低く呼びかける声に、影はゆっくりと顔を上げた。

 

「……お嬢さま? どうやってここへ……」

「お嬢さまの足首は大丈夫ですか……?」

 

ひどい有様だった。あちこちに切り傷があり、乾いた血がこびりついていた。

 

「話はあとです。今、出します」

「……だめです。ここにいるのがばれたら、お嬢さままで危険です」

「もう覚悟してる。だから、じっとしてて」

 

震える手で錠をいじるヨジュを、ポムギュは痛ましげに見つめることしかできなかった。

 

 

 

*

 

 

 

錠がなかなか開かず、指先が何度も滑っていた、その瞬間。背後で松明の火がぱっと明るくなった。

 

「誰だ!」

 

見回り中の獄卒たちだった。

ヨジュは逃げる間もなく、そのまま取り押さえられてしまった。

 

「……離して! 離せってば!」

「この女、罪人を逃がそうとしやがって!」

 

荒々しい手がヨジュの腕を押さえつけ、引きずっていった。

鉄格子の中でポムギュが体を起こそうとしたが、足首の鎖が彼を縛りつけた。

 

「……お嬢さま!」

 

遠ざかるヨジュの後ろ姿に伸ばした手は、ついに鉄格子に阻まれた。

牢の前庭で膝をつかされたまま、ヨジュは松明の下で手枷につながれた。

 

「お父さまには……連絡しないでください。
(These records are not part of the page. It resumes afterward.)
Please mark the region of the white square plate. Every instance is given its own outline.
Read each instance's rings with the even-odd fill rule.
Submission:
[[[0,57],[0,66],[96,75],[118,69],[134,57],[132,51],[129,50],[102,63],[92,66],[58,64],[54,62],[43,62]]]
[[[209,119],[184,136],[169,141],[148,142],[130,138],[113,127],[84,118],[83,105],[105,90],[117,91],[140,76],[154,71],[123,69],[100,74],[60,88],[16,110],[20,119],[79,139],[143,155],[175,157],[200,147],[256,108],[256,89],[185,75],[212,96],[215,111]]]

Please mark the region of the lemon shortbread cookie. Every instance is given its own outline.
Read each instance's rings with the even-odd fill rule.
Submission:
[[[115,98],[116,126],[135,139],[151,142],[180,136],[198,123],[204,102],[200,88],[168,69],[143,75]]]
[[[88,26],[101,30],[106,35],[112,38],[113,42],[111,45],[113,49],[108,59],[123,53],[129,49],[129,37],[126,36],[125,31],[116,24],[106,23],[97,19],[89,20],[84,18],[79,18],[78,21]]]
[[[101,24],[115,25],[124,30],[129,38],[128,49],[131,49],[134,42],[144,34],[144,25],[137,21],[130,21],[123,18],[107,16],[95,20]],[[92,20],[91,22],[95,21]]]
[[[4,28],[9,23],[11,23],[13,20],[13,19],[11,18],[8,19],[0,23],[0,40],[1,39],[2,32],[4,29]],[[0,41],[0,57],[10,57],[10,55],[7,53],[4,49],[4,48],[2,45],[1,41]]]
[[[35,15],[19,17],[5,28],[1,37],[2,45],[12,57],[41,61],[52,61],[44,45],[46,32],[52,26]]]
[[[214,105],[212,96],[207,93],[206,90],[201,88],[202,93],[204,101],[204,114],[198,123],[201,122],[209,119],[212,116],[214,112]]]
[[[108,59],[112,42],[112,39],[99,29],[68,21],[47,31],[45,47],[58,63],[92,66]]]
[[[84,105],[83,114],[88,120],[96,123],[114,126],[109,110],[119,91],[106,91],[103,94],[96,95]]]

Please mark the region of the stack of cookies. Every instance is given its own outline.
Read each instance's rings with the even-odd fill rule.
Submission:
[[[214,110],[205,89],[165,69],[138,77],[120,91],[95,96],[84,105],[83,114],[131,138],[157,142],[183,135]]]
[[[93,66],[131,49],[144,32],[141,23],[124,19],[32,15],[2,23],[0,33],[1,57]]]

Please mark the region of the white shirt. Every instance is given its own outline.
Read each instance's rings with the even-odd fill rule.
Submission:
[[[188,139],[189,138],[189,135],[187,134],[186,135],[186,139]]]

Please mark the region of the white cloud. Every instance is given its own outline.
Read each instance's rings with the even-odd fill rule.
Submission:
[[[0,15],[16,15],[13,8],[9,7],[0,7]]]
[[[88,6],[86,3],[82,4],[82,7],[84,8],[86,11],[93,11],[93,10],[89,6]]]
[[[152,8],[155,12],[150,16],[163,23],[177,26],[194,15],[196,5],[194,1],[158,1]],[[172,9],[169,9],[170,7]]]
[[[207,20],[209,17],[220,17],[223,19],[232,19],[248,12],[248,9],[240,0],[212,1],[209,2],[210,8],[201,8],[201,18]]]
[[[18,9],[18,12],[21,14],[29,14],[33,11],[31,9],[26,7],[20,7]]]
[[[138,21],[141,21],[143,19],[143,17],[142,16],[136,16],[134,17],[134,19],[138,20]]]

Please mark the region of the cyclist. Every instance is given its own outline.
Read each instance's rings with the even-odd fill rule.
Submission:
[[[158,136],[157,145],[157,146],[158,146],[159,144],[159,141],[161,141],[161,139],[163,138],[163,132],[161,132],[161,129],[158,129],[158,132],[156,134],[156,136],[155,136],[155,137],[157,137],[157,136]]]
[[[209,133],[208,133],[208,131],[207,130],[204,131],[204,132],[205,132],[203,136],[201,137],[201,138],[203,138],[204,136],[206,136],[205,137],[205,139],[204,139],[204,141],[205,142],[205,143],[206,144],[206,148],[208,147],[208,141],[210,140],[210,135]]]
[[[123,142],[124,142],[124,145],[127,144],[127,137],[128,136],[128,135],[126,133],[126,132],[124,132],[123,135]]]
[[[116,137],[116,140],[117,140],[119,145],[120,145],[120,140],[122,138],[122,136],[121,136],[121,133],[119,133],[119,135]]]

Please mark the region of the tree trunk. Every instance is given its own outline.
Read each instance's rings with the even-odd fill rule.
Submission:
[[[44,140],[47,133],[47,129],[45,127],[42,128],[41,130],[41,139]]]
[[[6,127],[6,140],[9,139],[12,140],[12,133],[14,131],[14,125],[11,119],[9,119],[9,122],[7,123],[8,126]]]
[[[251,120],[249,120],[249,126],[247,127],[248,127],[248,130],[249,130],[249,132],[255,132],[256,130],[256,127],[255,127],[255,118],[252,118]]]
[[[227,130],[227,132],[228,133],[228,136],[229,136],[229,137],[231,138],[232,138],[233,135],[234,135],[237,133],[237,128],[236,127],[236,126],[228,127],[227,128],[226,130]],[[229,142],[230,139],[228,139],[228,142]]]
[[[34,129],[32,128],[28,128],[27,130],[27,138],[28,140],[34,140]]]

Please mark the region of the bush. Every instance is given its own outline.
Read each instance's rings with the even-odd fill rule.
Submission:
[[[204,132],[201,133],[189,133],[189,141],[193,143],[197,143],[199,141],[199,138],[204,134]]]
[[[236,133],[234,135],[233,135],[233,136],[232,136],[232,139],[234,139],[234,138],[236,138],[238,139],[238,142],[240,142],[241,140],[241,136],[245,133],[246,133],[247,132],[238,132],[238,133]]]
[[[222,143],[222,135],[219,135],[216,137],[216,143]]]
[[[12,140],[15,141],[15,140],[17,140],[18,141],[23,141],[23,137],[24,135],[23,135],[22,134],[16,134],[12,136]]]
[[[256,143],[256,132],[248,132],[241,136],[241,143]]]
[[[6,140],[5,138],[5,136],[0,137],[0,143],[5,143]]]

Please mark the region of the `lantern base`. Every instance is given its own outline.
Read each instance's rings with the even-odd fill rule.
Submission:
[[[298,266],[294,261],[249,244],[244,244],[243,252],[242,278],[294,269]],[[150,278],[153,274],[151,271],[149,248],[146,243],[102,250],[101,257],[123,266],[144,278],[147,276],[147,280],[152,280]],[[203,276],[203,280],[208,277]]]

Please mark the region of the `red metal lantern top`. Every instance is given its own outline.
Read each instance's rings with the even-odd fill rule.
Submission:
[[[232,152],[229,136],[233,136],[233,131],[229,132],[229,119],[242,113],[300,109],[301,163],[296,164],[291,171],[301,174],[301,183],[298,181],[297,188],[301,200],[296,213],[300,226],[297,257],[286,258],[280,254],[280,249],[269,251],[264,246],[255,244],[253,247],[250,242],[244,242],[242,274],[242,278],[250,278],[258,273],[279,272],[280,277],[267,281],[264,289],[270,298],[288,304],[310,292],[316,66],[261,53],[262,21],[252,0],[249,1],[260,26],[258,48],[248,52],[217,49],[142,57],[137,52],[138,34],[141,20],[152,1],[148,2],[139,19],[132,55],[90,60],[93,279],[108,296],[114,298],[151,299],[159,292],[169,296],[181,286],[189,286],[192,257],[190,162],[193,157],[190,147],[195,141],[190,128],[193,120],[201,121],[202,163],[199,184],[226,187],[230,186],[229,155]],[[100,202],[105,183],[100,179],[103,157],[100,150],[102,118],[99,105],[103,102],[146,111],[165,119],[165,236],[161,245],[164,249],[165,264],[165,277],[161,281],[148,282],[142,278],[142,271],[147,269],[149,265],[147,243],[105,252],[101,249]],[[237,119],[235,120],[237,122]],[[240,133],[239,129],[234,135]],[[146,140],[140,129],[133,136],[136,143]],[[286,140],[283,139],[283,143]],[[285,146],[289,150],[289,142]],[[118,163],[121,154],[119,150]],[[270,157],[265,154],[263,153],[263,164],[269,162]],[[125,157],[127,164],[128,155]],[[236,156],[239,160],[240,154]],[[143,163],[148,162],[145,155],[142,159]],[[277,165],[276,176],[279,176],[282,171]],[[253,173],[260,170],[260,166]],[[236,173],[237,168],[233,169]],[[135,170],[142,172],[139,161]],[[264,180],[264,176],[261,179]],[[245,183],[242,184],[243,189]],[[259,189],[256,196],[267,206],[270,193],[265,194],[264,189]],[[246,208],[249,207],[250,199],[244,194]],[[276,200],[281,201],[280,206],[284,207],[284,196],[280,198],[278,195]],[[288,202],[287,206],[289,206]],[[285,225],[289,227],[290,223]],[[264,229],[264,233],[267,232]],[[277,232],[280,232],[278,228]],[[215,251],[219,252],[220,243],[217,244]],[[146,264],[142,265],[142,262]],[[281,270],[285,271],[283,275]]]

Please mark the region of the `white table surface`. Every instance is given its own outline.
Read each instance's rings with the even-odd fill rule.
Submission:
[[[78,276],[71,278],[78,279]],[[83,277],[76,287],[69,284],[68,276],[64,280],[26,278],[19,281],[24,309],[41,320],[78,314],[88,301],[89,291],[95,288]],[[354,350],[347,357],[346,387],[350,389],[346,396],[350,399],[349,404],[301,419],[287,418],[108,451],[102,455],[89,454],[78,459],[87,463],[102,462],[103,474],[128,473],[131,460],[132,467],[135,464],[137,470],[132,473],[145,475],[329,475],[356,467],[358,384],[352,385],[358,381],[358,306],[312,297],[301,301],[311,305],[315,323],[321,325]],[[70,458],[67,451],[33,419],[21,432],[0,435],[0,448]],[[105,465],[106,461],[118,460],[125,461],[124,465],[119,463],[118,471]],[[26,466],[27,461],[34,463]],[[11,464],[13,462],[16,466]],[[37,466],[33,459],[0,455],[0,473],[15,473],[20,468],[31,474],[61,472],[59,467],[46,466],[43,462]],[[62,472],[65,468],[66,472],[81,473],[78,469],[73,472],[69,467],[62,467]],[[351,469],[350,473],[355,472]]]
どうせ来もしないでしょうけど」

 

諦めをにじませたその言葉とは裏腹に、ヨジュの目から涙は止まらなかった。

 

鉄格子の向こうで、ポムギュは崩れるようにその場に座り込んだ。

今度も、守れなかったという自責が胸を押しつぶした。

 

 

遠くで夜明けを告げる鶏が鳴いた。護送の始まる時刻が、もうすぐそこまで迫っていた。